第18章 奇行種、リヴァイとディナー
──兵長が好き──
たったこれだけの言葉だというのに、どうしてでてきてくれないのか。クレアはもどかしい気持ちにやるせなくなり、空を見上げてしまう。
薄い雲が広がった夜空からは雲に隠れた三日月がぼんやりと光っていた。
一方リヴァイは、今日のクレアの事を考えていた。
服屋に連れて行った時は色々と戸惑っていたが、レストランでは、楽しそうに食事をしていた様に見えた。
クレアの好みや昔話も聞けたが、まだまだクレアの事を知りたい。今日の雰囲気から察するに、また誘ってもおそらくは問題ないだろう。
本当なら強引にでも自分のものにしてしまいたいが、エルド達のアドバイスを忠実に実行するならば、まずはお互いの気持ちを…なんて言っていたな。

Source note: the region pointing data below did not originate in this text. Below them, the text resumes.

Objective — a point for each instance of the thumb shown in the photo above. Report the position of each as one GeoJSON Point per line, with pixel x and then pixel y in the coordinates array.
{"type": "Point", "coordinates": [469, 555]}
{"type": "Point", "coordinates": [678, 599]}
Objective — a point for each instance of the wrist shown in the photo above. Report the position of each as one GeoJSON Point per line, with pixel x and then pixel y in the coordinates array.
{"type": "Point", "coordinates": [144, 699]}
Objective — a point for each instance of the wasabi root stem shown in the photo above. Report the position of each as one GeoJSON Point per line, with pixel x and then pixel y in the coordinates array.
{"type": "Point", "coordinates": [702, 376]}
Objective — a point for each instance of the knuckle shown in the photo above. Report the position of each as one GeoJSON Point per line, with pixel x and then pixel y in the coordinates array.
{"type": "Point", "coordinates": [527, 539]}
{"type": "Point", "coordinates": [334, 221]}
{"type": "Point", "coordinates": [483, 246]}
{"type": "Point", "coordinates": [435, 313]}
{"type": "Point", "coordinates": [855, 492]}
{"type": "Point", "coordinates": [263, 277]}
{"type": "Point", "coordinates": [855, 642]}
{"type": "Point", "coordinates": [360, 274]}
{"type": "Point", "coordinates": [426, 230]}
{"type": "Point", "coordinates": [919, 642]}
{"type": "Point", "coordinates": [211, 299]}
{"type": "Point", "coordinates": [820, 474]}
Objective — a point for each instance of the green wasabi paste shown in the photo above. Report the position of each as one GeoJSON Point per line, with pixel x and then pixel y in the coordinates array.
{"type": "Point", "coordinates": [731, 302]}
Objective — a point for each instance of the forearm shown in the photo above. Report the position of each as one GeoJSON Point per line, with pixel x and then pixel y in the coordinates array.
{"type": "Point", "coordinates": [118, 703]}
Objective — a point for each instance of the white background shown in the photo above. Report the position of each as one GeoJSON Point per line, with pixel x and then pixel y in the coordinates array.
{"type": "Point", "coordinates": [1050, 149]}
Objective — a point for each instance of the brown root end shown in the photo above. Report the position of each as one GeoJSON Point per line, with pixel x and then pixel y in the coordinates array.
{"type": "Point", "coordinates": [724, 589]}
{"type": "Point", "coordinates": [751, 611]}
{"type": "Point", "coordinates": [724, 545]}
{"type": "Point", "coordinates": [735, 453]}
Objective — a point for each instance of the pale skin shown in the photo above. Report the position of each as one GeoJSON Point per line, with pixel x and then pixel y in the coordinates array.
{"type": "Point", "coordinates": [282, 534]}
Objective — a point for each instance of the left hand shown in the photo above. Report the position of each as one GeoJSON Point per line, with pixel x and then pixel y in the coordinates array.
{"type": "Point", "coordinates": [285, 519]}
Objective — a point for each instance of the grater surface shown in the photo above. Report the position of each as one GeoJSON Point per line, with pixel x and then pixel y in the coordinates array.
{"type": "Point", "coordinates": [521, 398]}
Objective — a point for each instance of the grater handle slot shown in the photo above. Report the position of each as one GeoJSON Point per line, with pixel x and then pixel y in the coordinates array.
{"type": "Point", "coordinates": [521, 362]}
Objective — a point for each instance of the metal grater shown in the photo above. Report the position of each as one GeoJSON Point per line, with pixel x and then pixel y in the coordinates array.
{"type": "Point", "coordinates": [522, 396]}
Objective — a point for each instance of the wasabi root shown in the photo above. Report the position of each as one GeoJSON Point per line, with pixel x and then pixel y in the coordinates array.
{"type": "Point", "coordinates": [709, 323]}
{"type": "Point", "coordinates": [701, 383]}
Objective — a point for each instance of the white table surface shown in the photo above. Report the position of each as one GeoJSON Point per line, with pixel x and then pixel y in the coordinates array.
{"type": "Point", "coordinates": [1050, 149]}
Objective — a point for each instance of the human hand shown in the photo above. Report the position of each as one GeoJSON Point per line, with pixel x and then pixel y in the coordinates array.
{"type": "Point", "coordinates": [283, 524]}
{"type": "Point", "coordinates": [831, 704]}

自分の気持ちは明確であったが、クレアの自分に対する気持ちがまったく不明だった。
ここは、焦らず次のデートに誘うのが吉であろうか。
「クレア」
「は、はい!」
ぼんやり空を眺めていたクレアが慌ててリヴァイを見た。
「時間ができたらまた……」
………また今度一緒に出かけないか?
そう言おうとした時だった。
ポツ…ポツ…ポツ
「あ、雨でしょうか?」
まさかのタイミングで雨が降ってきた。
ポツポツポツポツポツポツポツポツポツ
「キャッ!」
2人の雰囲気に水をさすかの様に雨足は強くなる。
「チッ!とりあえず兵舎まで戻るぞ。」
リヴァイは着ていた上着を脱いでクレアの頭にかけると、2人は兵舎に向かって走り出した。